As for the key players in the case, Linwood Shull remained in Batesburg, South Carolina and died at the age of 95 in December 1997. Isaac Woodard relocated to New York City shortly after the trial to live out the rest of his days. He died on September 23, 1992 in The Bronx, New York at the age of 73. He was buried with military honours at the Calverton National Cemetery in Calverton, New York.
What happened to Isaac Woodard in February 1946 was unimaginable, and incredibly unjust. But what was most horrifying about the whole situation was that back then, this was considered to be absolutely normal! Do any of you think that this would have happened had Woodard been white? I have a hard time swallowing that one.

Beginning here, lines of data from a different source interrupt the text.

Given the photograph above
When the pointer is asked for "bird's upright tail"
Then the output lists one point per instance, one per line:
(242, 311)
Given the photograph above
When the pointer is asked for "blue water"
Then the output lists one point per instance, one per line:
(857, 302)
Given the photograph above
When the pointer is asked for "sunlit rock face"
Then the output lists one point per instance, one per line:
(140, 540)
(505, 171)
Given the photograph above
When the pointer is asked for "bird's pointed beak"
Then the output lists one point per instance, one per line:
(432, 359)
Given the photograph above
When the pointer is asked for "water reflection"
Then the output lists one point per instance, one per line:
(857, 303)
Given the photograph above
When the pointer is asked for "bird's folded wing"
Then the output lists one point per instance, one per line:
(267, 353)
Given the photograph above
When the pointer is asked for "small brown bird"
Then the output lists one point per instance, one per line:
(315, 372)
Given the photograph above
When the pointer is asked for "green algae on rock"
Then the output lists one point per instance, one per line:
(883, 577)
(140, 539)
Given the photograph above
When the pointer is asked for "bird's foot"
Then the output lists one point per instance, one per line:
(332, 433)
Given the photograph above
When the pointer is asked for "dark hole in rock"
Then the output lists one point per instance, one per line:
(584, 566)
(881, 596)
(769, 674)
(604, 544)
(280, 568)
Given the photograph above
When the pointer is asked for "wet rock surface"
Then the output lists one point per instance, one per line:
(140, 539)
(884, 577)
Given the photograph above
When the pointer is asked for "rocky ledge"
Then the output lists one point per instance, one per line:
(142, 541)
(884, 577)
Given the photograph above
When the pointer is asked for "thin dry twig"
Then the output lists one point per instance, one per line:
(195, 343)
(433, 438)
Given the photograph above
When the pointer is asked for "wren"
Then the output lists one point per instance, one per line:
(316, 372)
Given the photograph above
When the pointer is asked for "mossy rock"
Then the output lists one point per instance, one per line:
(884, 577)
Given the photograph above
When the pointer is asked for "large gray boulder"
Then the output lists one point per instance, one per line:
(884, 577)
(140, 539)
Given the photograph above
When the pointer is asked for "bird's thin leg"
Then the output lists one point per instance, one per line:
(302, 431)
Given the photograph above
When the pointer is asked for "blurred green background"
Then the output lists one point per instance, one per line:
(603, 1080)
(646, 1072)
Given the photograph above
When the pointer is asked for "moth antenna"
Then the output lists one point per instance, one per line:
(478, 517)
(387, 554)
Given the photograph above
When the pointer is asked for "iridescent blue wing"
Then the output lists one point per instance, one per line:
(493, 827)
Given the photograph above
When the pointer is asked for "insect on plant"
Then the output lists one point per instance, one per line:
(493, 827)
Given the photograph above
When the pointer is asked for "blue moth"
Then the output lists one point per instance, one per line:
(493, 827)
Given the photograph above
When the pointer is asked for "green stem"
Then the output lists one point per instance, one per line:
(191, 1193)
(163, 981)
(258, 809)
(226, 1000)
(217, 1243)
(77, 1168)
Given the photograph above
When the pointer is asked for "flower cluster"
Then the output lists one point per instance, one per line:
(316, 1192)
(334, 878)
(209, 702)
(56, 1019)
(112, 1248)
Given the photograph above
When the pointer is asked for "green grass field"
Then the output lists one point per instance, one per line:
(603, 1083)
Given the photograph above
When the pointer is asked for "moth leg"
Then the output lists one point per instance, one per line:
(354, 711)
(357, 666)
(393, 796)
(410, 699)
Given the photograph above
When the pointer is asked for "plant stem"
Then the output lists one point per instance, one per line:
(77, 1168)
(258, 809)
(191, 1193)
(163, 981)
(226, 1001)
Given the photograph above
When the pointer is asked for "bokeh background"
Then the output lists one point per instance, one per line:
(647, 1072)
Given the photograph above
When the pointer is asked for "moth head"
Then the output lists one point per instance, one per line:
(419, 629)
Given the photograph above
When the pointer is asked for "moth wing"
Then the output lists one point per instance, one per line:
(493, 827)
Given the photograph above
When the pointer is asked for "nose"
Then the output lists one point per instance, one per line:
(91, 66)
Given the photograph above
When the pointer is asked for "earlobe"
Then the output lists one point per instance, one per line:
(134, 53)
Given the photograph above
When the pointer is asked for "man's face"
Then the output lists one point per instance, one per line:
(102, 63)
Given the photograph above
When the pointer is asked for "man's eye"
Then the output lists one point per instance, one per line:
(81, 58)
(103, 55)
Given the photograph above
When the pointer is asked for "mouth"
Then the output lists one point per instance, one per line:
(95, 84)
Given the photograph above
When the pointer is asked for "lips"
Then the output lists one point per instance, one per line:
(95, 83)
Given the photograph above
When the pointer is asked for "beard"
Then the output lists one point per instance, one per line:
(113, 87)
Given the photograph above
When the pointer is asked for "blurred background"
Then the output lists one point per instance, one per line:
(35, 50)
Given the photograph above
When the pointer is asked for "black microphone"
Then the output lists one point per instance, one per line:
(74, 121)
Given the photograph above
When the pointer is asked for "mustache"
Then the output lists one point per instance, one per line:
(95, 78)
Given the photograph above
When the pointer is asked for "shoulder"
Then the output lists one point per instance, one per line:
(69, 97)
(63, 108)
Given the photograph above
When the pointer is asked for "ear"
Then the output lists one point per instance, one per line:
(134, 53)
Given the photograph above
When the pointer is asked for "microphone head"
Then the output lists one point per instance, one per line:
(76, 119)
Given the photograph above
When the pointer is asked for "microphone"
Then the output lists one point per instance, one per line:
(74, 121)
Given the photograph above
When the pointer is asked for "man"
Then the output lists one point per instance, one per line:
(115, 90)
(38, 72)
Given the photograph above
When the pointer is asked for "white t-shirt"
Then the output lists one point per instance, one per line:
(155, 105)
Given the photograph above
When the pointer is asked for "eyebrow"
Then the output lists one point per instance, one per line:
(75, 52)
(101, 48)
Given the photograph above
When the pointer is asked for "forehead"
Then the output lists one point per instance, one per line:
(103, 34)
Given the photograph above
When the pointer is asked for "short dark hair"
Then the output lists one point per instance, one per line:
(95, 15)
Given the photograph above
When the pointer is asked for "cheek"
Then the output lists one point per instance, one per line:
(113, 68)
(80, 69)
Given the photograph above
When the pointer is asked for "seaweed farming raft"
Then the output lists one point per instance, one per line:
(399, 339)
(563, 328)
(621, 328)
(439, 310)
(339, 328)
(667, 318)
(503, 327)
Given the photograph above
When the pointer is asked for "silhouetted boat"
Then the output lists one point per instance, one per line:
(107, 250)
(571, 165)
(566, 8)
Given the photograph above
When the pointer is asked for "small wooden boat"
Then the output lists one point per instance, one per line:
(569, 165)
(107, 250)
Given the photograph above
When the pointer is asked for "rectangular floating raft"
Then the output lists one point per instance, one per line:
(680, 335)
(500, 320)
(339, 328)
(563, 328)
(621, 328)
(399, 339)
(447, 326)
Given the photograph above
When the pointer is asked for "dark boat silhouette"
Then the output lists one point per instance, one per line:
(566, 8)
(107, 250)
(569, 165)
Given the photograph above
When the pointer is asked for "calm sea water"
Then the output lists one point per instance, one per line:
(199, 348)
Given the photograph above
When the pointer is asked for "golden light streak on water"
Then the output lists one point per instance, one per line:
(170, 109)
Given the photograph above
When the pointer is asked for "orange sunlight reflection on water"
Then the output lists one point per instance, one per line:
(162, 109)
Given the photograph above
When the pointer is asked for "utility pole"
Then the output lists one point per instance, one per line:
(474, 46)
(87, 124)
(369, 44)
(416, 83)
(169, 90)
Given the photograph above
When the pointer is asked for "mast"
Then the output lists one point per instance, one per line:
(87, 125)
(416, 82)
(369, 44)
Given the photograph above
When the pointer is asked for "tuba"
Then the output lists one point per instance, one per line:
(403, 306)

However, it was because of this incident that the Civil Rights Movement began to find its voice and make themselves heard. And though it was too late to help Woodard, I’m sure that over the years that have passed since, there have been great steps to ensure that these events happen a lot less frequently.
Of course, we don’t live in a perfect world, and there are still cases of people being discriminated against because of the colour of their skin, or their sexuality, or something else that they have no control over. But thanks to what happened with Isaac Woodard, people no longer have to suffer in silence.
I guess if you want to look at it this way, Woodard gave up his sight, so that others could find their voices.
And, that’s what happened on February 12, 1946.